# Best cheap, reliable 4x4



## SarahRicoh (19 June 2011)

Hi all,

Looking to purchase a small 4x4 that is cheap to buy (i mean like under £2000- I know it'l be old etc), cheap to run/insure and is reliable. So far it seems to be a suzuki jimny is all I can find.
Are jimnys good? If not, can anyone suggest anything else?

Thanks


----------



## tallyho! (19 June 2011)

Well you shouldn't use cheap and reliable in the same sentence... however, I find anything Japanese falls into reliable category... can't guarantee insurance will be though. 

Check Autotrader for toyota, isuzu, nissan etc I'm sure you'll find something you want at £2000.


----------



## alcraw (19 June 2011)

I've just sold one  Jeep Cherokee, great car, really cheap to buy (sold my R reg for £800), not bad to insure, £250 tax for the year. Not that great on fuel - I got around 23mpg from my 2.5l petrol. Worth looking at though. I only sold mine to replace it with a newer Grand Cherokee!


----------



## tallyho! (19 June 2011)

I had a jeep cherokee... never again!


----------



## sarah23 (19 June 2011)

I have a kia sportage for sale at the mo.


----------



## Mince Pie (19 June 2011)

Isuzu pick up!


----------



## Izzwizz (19 June 2011)

Isuzu Trooper 3.1 TD Diesel, had it 8 yrs this year and fab car...


----------



## spacefaer (19 June 2011)

http://cgi.ebay.co.uk/ws/eBayISAPI.dll?ViewItem&item=160604849378&ssPageName=STRK:MEWAX:IT


----------



## Mince Pie (19 June 2011)

spacefaer said:



http://cgi.ebay.co.uk/ws/eBayISAPI.dll?ViewItem&item=160604849378&ssPageName=STRK:MEWAX:IT

 

Click to expand...

NOOOOOOOOOO!!! thirsty, unreliable, rustbuckets!


----------



## trickivicki (19 June 2011)

Hyundai Santa fe- i love love love mine!

2.7 v6 automatic 2.3t tow load (i believe)

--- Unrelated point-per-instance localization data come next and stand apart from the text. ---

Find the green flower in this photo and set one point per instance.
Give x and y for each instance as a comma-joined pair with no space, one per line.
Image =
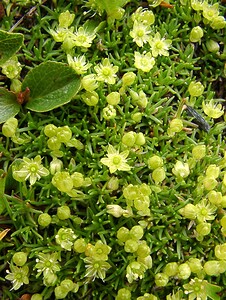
82,38
96,268
115,160
106,71
205,211
134,271
159,46
181,170
139,33
98,252
11,68
31,169
78,64
196,289
47,263
144,62
212,109
18,276
143,16
65,237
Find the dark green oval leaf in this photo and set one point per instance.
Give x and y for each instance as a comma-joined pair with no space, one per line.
10,43
51,85
8,105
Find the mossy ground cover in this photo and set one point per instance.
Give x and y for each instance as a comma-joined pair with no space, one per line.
113,159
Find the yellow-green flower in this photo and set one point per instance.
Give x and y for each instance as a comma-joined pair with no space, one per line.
159,46
212,109
18,276
30,168
196,289
144,16
78,64
144,62
47,263
115,160
205,211
83,38
106,71
140,33
96,268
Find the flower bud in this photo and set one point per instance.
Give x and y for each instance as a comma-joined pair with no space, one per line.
212,268
50,280
115,210
124,294
218,22
195,88
64,134
155,162
131,246
89,83
136,232
63,181
189,211
53,143
66,19
199,152
196,34
213,171
9,127
113,98
223,221
176,125
212,46
128,138
36,296
109,112
171,269
90,98
203,228
78,179
123,234
63,212
60,292
44,219
68,284
19,258
220,251
140,139
136,117
209,183
50,130
181,170
215,197
158,175
56,165
161,279
80,245
184,271
128,78
113,183
195,265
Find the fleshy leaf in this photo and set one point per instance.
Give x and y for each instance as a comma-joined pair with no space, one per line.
8,105
10,43
51,84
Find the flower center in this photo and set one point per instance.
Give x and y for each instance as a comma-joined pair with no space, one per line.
158,45
204,211
140,33
106,72
33,169
117,160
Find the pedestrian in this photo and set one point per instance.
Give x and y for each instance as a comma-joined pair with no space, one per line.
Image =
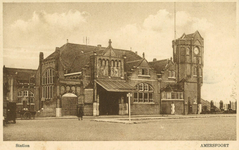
80,113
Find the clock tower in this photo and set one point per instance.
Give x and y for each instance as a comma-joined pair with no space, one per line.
188,56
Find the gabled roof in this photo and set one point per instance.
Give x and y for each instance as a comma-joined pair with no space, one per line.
22,75
74,57
159,65
189,36
132,64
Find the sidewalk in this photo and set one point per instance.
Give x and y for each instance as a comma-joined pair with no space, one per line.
143,119
136,118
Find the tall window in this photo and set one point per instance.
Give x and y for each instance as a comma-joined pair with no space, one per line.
171,74
144,93
48,83
143,71
195,71
172,95
25,95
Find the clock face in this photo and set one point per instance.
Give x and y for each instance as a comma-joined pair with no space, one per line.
196,50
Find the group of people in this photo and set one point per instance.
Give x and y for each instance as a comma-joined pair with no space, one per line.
80,113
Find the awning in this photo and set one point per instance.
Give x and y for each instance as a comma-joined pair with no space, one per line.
115,85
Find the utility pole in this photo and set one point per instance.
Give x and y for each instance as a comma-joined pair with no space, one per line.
198,87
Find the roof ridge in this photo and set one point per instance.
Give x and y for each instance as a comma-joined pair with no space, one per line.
134,61
158,60
21,69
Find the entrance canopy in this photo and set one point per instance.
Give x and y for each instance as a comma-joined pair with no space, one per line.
115,85
69,95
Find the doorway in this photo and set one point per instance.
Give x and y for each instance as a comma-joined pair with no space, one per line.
69,104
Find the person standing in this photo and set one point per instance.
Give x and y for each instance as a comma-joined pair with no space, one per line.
80,113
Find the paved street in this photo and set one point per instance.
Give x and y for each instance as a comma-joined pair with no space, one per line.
211,128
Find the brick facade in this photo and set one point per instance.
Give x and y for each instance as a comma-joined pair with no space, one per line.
101,77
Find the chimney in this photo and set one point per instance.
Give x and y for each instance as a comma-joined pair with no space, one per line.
57,49
110,42
41,56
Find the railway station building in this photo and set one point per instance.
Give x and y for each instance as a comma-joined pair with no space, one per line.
98,79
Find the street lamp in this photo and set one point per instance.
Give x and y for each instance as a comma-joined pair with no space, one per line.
199,105
29,87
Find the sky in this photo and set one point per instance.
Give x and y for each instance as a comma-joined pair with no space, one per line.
30,28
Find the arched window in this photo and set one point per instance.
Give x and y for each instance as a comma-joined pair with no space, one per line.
48,83
195,71
112,63
119,64
103,62
143,93
99,62
24,96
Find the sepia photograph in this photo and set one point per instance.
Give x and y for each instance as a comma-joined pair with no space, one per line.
119,74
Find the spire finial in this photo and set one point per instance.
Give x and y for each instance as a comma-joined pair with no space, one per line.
110,42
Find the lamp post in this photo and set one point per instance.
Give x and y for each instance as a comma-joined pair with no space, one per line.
196,52
29,87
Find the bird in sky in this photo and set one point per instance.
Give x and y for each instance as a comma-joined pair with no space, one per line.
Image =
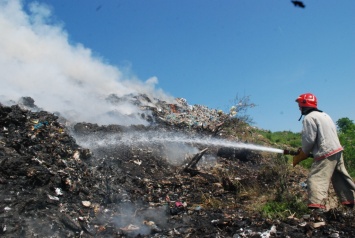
298,4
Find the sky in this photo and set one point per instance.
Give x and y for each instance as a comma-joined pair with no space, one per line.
209,52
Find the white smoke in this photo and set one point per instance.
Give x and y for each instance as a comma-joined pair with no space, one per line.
38,61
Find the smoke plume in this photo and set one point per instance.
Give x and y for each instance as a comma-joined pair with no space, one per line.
37,60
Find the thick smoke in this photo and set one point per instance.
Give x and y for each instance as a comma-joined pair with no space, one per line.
38,61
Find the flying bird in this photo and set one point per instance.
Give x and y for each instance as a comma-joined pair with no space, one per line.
298,4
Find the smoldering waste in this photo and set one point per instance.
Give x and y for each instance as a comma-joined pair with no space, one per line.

my 52 plate cost me 1300 quid (with 12months tax and mot on)


----------



## Dizzle (19 June 2011)

broke_but_happy said:



			NOOOOOOOOOO!!! thirsty, unreliable, rustbuckets!
		
Click to expand...

Sadly they're not the cheapest to run but they are IMO the best, I learned to drive in one  never had reliability issues with any of my parent's ones and we've owned various different Disco's since about 1991. Jesus, that's 20 years, blimey! As I say we've not had any more issues with them than any of our other cars.


----------



## Tilda (19 June 2011)

I have just bought an x reg freelander for under 2k. I know they don't have best rep for reliability but my OH fixes LRs for his hobby! His attitude however is anything that was going to break will already have done so and been repaired! I love mine


----------



## china (19 June 2011)

Dizzle said:



			Sadly they're not the cheapest to run but they are IMO the best, I learned to drive in one  never had reliability issues with any of my parent's ones and we've owned various different Disco's since about 1991. Jesus, that's 20 years, blimey! As I say we've not had any more issues with them than any of our other cars.
		
Click to expand...

agree! i do think it depends on what one you pick up. give it a thorough inspection. i picked my N reg disco up for £1100 high milage but bloomin well looked after! everything has already been welded and reciepts for everything replaced. serviced on the dot every year. absolute bargain. yes its thirsty but i only use it for the yard and towing (dont even feel the trailer behind!) i have another car for commuting to work. it harrows the arena and lugs water across the field. fab so far! (touch wood) it is one of the better models though. the automatic tdi 300. look after it and they last forever! 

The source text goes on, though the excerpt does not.